KW asks: “Is there any connection between the new age and something called sleep paralysis, where apparently you are sleeping but feel you are awake but can’t move any part of your body? Sometimes you feel you are in danger or that something is standing next to you that frightens you.”
Great question, KW!
Sleep paralysis is a real condition that occurs when a person is passing between the stages of wakefulness and sleep. During this transition, they are unable to move or speak for up to a few minutes. People usually report feeling afraid because of this immobility, especially those who claim to experience feelings of pressure or choking. Others are also frightened by what they sense as the presence of shadowy beings around them while in this state.
It might be scary, but it’s not uncommon, nor is it dangerous.
As this article appearing on WebMD explains: ” . . . (S)leep paralysis paralysis is simply a sign that your body is not moving smoothly through the stages of sleep.”
Sleep paralysis usually occurs at one of two times:
“If it occurs while you are falling asleep, it’s called hypnagogic or predormital sleep paralysis,” the article states. “If it happens as you are waking up, it’s called hypnopompic or postdormital sleep paralysis.”
Hypnagogic sleep paralysis occurs as you are falling asleep and your body is slowly relaxing in such a way that you barely notice the change. However, if you remain awake or become aware while falling asleep, you may notice that you are unable to move or speak.

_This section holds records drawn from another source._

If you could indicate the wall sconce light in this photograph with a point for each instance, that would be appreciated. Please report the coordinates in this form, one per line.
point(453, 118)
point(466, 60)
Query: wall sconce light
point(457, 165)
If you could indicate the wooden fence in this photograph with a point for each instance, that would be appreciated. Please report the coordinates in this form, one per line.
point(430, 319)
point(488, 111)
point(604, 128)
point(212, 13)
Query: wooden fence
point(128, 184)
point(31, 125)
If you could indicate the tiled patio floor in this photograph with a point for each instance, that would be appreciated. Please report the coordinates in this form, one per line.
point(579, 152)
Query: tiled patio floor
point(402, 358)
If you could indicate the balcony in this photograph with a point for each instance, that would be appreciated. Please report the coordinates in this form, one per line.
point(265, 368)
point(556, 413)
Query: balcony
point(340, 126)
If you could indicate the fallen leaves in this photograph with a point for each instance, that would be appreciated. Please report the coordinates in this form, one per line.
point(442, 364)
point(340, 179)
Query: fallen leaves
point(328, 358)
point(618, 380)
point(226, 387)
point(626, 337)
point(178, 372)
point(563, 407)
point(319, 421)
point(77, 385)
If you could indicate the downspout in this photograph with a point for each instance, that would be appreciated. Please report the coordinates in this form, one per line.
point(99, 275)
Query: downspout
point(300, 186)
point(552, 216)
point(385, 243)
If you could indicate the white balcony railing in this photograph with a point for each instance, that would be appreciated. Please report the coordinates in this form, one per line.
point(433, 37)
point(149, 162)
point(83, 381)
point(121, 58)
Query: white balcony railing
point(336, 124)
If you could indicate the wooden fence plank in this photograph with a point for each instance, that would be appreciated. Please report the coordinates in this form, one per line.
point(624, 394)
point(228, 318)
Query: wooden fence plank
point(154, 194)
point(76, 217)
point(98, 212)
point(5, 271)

Hypnopompic sleep paralysis is a bit more complicated.
“During sleep, your body alternates between REM (rapid eye movement) and NREM (non-rapid eye movement) sleep,” WebMD explains. “One cycle of REM and NREM sleep lasts about 90 minutes. NREM sleep occurs first and takes up to 75% of your overall sleep time. During NREM sleep, your body relaxes and restores itself. At the end of NREM, your sleep shifts to REM. Your eyes move quickly and dreams occur, but the rest of your body remains very relaxed. Your muscles are ‘turned off’ during REM sleep. If you become aware before the REM cycle has finished, you may notice that you cannot move or speak.”

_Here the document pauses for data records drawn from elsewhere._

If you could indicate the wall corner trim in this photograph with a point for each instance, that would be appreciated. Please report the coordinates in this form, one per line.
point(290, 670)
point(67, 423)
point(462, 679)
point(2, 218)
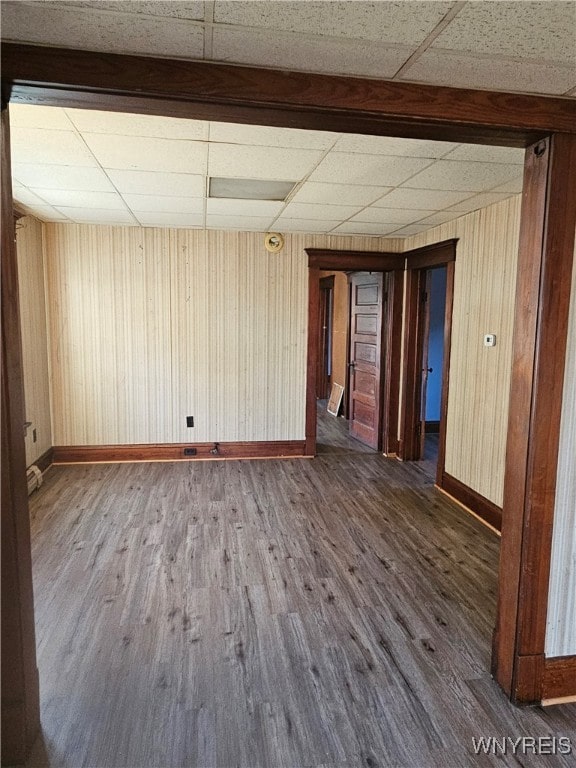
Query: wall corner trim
point(215, 451)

This is the medical explanation for sleep paralysis, but New Agers have their own definition. Some believe sleep paralysis is caused by a person’s “energy body waking up.”
In the book, Dark Intrusions: An Investigation into the Paranormal Nature of Sleep Paralysis Experiences, Louis Proud says sleep paralysis is a kind of cousin to spirit mediumship. He posits the idea that the entities people sometimes sense as being near during this state are real beings who live all around us but we’re unable to see them until we enter into this state. Some of these beings supposedly “feed on our life energy” and turn sufferers of sleep paralysis into “conduits” of the spiritual realm.

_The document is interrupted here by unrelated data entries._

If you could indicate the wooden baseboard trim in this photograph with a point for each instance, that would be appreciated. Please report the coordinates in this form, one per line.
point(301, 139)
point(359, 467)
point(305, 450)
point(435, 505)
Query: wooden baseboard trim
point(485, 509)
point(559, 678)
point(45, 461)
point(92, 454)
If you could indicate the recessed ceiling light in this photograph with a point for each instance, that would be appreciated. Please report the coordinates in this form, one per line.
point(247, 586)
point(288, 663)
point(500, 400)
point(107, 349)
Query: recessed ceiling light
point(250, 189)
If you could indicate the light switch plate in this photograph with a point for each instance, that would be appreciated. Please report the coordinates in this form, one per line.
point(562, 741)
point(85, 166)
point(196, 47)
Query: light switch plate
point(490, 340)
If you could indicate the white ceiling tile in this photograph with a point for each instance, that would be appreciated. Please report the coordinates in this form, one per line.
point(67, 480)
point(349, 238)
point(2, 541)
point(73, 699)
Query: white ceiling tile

The bottom line is that when it comes to sleep paralysis, ignore the New Age nonsense. There’s nothing paranormal or celestial about it. As many as four out of every 10 people may have experienced sleep paralysis so it is not at all uncommon. It usually appears during the teen years and can run in families. Other factors that may be linked to sleep paralysis are lack of sleep, changes in sleep schedule, stress or bipolar disorder, sleeping on the back, sleep problems such as narcolepsy or nighttime leg cramps, certain medications or substance abuse.
If you’re experiencing sleep paralysis, you’re not losing your mind, nor are you coming into contact with extra-terrestrials. You’re just having a rougher-than-normal time falling asleep or waking up.